We are looking for LLM/ ML Infrastructure engineer experienced with Rust/C++ and CUDA for remote work.
Our client is building a decentralized AI infrastructure focused on running and serving ML models directly on user-owned hardware (on-prem / edge environments).
A core component of the product is a proprietary “capsule” runtime for deploying and running ML models. Currently, some components rely on popular open-source solutions (e.g., llama.cpp). Still, the strategic goal is to replace community-driven components with in-house ML infrastructure to gain complete control over performance, optimization, and long-term evolution.
In parallel, the company is developing:
-
its own network for generating high-quality, domain-specific datasets,
-
fine-tuned compact models for specialized use cases,
-
a research track focused on ranking, aggregation, accuracy improvements, and latency reduction.
The primary target audience is B2B IT companies.

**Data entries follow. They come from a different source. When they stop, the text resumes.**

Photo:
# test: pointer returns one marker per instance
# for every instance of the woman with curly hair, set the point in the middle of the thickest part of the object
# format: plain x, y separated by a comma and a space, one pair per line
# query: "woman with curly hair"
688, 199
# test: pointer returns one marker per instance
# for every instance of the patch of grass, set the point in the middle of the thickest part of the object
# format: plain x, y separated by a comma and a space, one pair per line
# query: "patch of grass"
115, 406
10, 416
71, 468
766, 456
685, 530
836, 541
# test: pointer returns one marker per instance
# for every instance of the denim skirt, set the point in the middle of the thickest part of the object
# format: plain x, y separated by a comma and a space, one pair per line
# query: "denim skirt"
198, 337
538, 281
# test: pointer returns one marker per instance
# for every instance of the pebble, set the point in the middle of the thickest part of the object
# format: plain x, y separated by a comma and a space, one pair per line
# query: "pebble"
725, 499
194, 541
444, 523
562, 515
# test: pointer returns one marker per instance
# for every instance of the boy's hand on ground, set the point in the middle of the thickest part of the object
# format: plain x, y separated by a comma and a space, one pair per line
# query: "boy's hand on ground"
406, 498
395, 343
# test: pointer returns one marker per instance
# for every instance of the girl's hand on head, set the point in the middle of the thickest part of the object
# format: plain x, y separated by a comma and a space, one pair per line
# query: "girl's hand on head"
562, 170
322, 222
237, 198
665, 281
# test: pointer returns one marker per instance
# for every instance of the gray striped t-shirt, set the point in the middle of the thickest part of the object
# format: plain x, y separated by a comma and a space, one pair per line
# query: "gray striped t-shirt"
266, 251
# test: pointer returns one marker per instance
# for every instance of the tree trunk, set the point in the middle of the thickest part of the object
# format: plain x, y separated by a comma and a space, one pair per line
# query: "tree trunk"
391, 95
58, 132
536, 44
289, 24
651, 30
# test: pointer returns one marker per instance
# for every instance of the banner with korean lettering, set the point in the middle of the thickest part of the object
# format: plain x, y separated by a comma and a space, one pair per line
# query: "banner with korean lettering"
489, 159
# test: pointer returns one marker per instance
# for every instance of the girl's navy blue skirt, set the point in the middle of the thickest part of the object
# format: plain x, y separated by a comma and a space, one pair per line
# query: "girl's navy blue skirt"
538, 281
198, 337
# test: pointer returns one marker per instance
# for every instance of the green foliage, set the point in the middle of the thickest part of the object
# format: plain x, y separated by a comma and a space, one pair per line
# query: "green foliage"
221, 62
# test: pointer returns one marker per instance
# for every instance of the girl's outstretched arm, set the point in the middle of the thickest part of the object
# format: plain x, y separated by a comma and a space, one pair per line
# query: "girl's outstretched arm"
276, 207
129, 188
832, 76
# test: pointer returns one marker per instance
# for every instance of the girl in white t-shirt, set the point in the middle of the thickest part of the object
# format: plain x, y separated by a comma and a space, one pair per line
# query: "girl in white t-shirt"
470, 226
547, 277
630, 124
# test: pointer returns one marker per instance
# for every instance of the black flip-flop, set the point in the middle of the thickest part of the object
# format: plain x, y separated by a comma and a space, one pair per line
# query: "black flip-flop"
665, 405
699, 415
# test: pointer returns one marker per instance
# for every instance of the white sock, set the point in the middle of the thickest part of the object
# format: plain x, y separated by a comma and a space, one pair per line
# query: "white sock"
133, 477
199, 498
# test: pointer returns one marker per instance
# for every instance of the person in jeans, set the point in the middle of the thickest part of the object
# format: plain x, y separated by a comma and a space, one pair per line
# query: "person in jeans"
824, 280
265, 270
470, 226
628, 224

The long-term product vision is to move beyond generic code generation and focus on high-performance, hardware-aware, and efficiency-optimized code generation.
ML Direction
1. Applied ML Track (Primary focus for this role)
-
Development of ML inference infrastructure
-
Building and evolving proprietary runtime capsules
-
Porting and implementing ML algorithms on a custom architecture
-
Low-level performance optimization across hardware platforms
2. Research Track
-
ML research with published papers
-
Improvements in answer quality and inference efficiency
-
Experiments with aggregation, ranking, and latency reduction
👉 This position is primarily focused on the applied ML / engineering track.
Role
This is a strongly engineering-oriented ML role focused on inference, performance, and systems-level implementation rather than model experimentation.
📌 Approximately 90% of the work is hands-on coding and optimization.
You will
-
Implement ML algorithms from research papers into production-ready code
-
Port existing ML inference algorithms to the company’s proprietary architecture
-
Develop and optimize inference
-
Optimize performance, memory usage, and latency
-
Integrate and adapt open-source ML solutions (LLaMA, VLMs, llama.cpp, etc.)
-
Contribute to the foundational architecture of the ML platform
Key Responsibilities
Inference Infrastructure Development:
○ Design and implementation of a cross-platform engine for ML model inference
○ Development of low-level components in Rust and C++ with focus on maximum performance
○ Creation and integration of APIs for interaction with the inference engine
Performance Optimization:
○ Implementation of modern optimization algorithms: Flash Attention, PagedAttention, continuous batching
○ Development and optimization of CUDA kernels for GPU-accelerated computations
○ Profiling and performance tuning across various GPU architectures
○ Optimization of memory usage and model throughput
Model Operations:
○ Implementation of efficient model quantization methods (GPTQ, AWQ, GGUF)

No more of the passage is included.